HYDRAULIC AND THERMAL PROPERTIES OF MCMURDO DRY VALLEYS SOILS: WHAT ANTARCTIC LANDSCAPES ARE AT RISK?

Spatial variability in the hydraulic, physical, and thermal properties of active layer soils may reflect the fluvial and climatic history of cold-desert regions. In this study we measured the constant-head saturated hydraulic conductivity and grain-size-distribution of sixty-five soil samples taken from Taylor Valley, as well as the thermal diffusivity of twelve soil samples taken from met stations throughout the McMurdo Dry Valleys, Antarctica.

Both the hydraulic conductivity and grain size distribution of soils are spatially organized within Taylor valley. Soils collected down-valley near McMurdo Sound have a higher percentage of fine-sized sediments (silt, clay) and lower hydraulic conductivities than soils collected up-valley near Taylor Glacier. Soils collected mid-valley have intermediate amounts of fines and conductivity values consistent with a hydrogeologic gradient spanning the valley. Soil hydraulic conductivity is strongly dependent on the presence of fines, with lower conductivities associated with soils containing a higher percentage of fines. The spatial organization of these soil properties within the valley suggests an active fluvial history in which glacier-fed channels, perhaps aided by water tracks, have flushed fine sediments down into lake basins. Three samples taken from neighboring Garwood Valley by contrast have very low conductivities, perhaps reflecting the less active fluvial history in that region that has left till un-eroded resulting in a soil column clogged with fines throughout the valley.

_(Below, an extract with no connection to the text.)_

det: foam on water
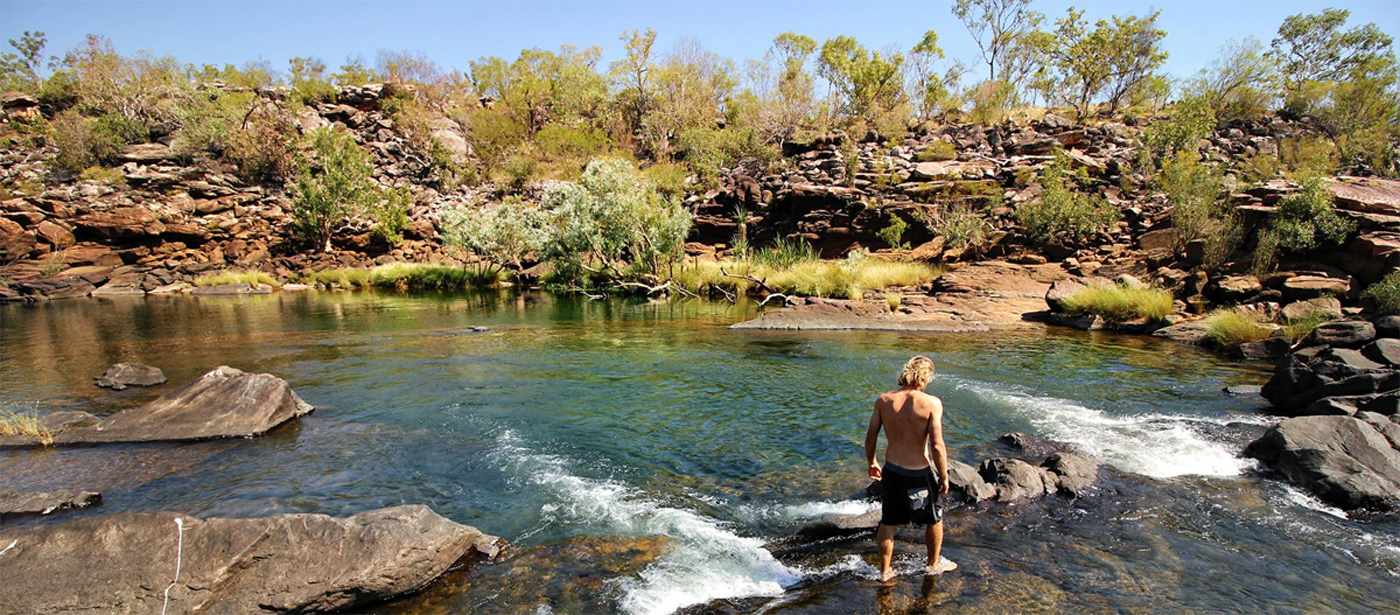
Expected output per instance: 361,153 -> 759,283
949,378 -> 1256,478
494,430 -> 802,615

Thermal diffusivity curves were created by measuring the thermal conductivity and heat capacity of soils collected from near Long Term Ecological Research project met stations. Soil thermal properties were measured over a range of water contents to provide a basis for interpreting the thermal history of Dry Valley soils and their stability under changing temperature and precipitation conditions. Three qualitative soil groups emerged from this analysis: soils with low diffusivities at all water contents, soils that slowly increase in diffusivity with increasing water content, and soils that exhibit high thermal diffusivity at low water contents. The first two groups are spatially correlated with ground ice, while the latter group is associated with thermokarst features.